More justification for focusing on worst-case scenarios. The ELK report focuses on solving ELK in the worst case. If we can think of a single counterexample to a proposal, the proposal breaks. This seems strange to me. It feels much more natural to think about ELK proposals probabilistically, ranking proposals based on how likely they are to reduce the chance of misalignment. In other words, I broadly see the aim of alignment researchers as “come up with proposals that reduce the chance of AI x-risk as much as possible” as opposed to “come up with proposals that would definitely work.” 

While there are a few justifications for this in the ELK report, I didn’t find them compelling, and I would’ve appreciated more discussion of what an alternative approach would look like. For example, I would’ve found it valuable for the authors to (a) discuss their justification for focusing on the worst-case in more detail, (b) discuss what it might look like for people to think about ELK in “medium-difficulty scenarios”, (c) understand if ARC thinks about ELK probabilistically (e.g., X solution seems to improve our chance of getting the direct translator by ~2%), and (d) have ARC identify certain factors that might push them away from working on worst-case ELK (e.g., if ARC believed AGI was arriving in 2 years and they still didn’t have a solution to worst-case ELK, what would they do?)

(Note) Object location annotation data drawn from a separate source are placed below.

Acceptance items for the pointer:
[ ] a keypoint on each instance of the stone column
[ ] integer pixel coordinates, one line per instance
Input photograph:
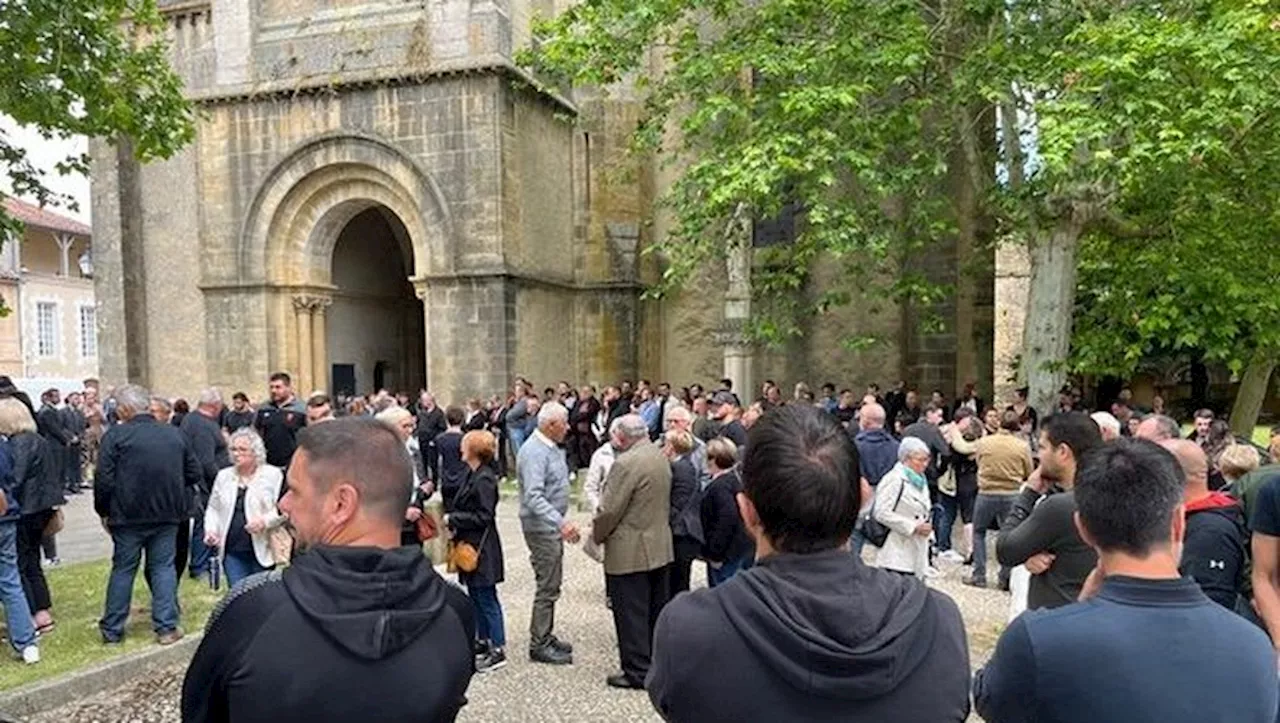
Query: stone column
(320, 343)
(302, 307)
(739, 353)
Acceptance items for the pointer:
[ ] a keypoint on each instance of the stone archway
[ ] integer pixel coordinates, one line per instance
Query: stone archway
(375, 325)
(295, 225)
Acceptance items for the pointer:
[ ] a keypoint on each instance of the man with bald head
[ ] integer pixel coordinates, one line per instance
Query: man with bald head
(1215, 544)
(877, 454)
(1159, 428)
(357, 619)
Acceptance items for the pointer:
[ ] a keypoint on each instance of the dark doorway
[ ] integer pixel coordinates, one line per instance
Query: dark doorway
(344, 379)
(375, 324)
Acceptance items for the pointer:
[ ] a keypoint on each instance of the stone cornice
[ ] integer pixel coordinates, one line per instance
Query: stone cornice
(420, 280)
(330, 82)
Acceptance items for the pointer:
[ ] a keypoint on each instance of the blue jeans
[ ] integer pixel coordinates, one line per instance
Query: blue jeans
(489, 623)
(988, 512)
(160, 543)
(22, 630)
(721, 575)
(200, 552)
(240, 566)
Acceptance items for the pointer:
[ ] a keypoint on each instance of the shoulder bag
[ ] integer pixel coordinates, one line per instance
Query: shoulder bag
(876, 531)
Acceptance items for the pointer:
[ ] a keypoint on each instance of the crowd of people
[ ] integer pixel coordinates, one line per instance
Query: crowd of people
(818, 518)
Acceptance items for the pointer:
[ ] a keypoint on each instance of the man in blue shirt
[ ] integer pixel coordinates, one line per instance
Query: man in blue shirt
(1143, 643)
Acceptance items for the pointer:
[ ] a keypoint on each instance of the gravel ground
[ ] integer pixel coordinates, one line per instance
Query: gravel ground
(524, 691)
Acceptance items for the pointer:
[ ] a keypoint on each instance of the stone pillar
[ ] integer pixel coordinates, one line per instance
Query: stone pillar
(1013, 284)
(320, 343)
(739, 353)
(302, 307)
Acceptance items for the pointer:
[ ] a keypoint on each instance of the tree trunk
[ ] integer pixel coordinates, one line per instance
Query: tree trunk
(1050, 310)
(1252, 393)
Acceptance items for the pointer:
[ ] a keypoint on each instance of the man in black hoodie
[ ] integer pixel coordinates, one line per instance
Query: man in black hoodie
(808, 634)
(357, 628)
(1215, 550)
(1041, 530)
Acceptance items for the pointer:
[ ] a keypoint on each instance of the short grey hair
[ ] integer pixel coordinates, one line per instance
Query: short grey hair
(1166, 425)
(912, 447)
(552, 412)
(1106, 420)
(132, 398)
(255, 443)
(209, 397)
(632, 428)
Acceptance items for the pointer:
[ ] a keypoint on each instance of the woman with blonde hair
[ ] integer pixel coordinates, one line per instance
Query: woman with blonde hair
(474, 521)
(40, 494)
(403, 422)
(241, 511)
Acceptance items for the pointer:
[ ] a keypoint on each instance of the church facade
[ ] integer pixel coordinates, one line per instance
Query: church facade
(378, 196)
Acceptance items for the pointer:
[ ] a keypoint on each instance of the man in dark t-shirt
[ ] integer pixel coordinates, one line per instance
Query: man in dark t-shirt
(240, 415)
(279, 421)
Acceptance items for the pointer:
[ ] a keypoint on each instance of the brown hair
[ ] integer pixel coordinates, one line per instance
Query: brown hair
(481, 443)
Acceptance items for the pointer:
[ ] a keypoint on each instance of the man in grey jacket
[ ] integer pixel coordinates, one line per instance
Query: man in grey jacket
(544, 488)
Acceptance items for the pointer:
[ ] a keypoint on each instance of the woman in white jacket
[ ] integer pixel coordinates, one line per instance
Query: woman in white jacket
(903, 504)
(242, 512)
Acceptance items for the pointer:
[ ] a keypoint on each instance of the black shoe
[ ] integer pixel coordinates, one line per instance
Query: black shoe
(549, 654)
(492, 660)
(624, 681)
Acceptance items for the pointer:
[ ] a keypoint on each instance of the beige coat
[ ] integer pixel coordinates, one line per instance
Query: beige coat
(260, 499)
(632, 522)
(904, 550)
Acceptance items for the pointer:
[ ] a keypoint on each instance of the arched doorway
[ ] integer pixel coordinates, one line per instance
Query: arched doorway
(375, 337)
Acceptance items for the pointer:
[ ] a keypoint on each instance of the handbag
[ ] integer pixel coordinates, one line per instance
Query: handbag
(279, 541)
(464, 556)
(55, 524)
(876, 531)
(426, 529)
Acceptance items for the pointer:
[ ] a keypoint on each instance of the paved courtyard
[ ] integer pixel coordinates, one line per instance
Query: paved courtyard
(521, 691)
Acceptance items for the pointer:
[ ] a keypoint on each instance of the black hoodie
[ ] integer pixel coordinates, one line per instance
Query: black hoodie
(343, 634)
(812, 637)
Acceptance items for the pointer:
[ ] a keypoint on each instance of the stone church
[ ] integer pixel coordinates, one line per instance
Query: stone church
(378, 197)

Clearer writing. One of the most common complaints about ELK is that it’s long and dense. This is understandable; ELK conveys a lot of complicated ideas from a pre-paradigmatic field, and in doing so it introduces several novel vocabulary words and frames. Nonetheless, I would feel more excited about a version of ELK that was able to communicate concepts more clearly and succinctly. Some specific ideas include offering more real-world examples to illustrate concepts, defining terms/frames more frequently, including a glossary, and providing more labels/captions for figures. 

Short anecdote 

I’ll wrap up my review with a short anecdote. When I first began working on ELK (in Jan 2022), I reached out to Tamera (a friend from Penn EA) and asked her to come to Berkeley so we could work on ELK together. She came, started engaging with the AIS community, and ended up moving to Berkeley to skill-up in technical AIS. She’s now a research resident at Anthropic who has been working on externalized reasoning oversight. It’s unclear if or when Tamera would’ve had the opportunity to come to Berkeley, but my best-guess is that this was a major speed-up for Tamera. I’m not sure how many other cases there were of people getting involved or sped-up by ELK. But I think it’s a useful reminder that some of the impact of ELK (whether positive or negative) will be difficult to evaluate, especially given the number of people who engaged with ELK (I’d guess at least 100+, and quite plausibly 500+).